My daughter's a few metres behind us. Binya-Bathsheba's in a huff. Actually that's where she is most of the time. She's not particularly pretty anyway, her face is rather round, and then this permanent sulky pout—she's sulking for the second time already today. The first time she stopped speaking to me when I took the pROJEktas away from her and Racke and locked them up, which meant that the pair of them would have to spend a whole afternoon without their 3D friends. I could perhaps have put up with Racke's Destroyer, it's the slightly tamer version for kids between 7 and 10. That means the projection is only 1.50 metres tall, a robot with a crocodile's head, a loincloth that looks ancient Egyptian and a gigantic hammer, that keeps on rasping, “I want to be your friend,” or suggests, “Let's make a rumpus.” If Racke, speaking slowly and clearly, says,“Yes, let's make a rumpus,” which amounts to permission to start, then the tin lizard stomps over to the nearest item in the house and thumps it with the hammer and the pROJEkta loudspeaker emits remarkably realistic noises, as if it wasn't a projection but a real sledgehammer causing real damage—a sharp clinking for glass, a softer sound for china, crashing and splintering for the coffee table. For the Destroyer you need nerves as strong as a ship's rigging but at least it cured Racke of his mumbling. The commands have to be given with exaggerated clarity.
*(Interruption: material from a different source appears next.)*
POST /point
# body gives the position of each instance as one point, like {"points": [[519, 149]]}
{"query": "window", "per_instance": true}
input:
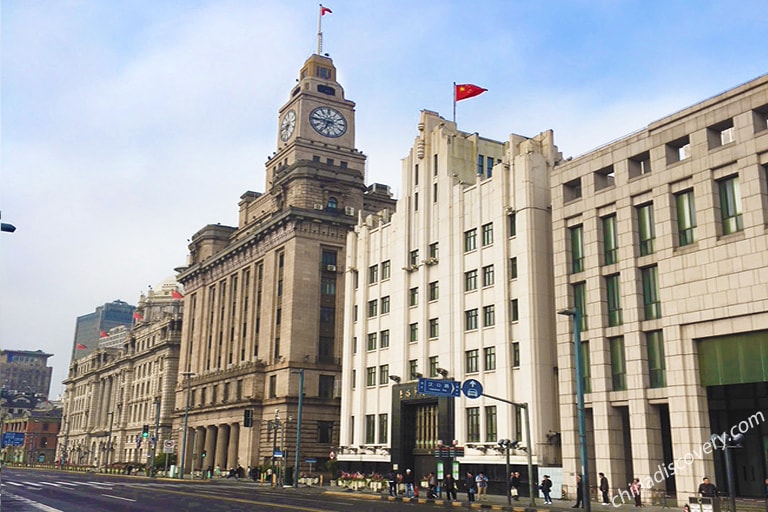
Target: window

What really drove me mad was Binya-Bahtsheba's lisping unicorn, that was all the colours of the rainbow. It's about the size of a pony with twenty-centimetre-long eyelashes and it would lounge around on my couch, fluttering its eyelids and had something to say about everything because the language unit in its pROJEkta is programmed to respond to particular key words. “I am Shangri-la, the last living unicorn,” it would coo in its telephone-sex voice. “Come with me to the woods, where the butterflies sing, and become part of the whole.” Or, “Life is a river, build a boat so you don't get wet.”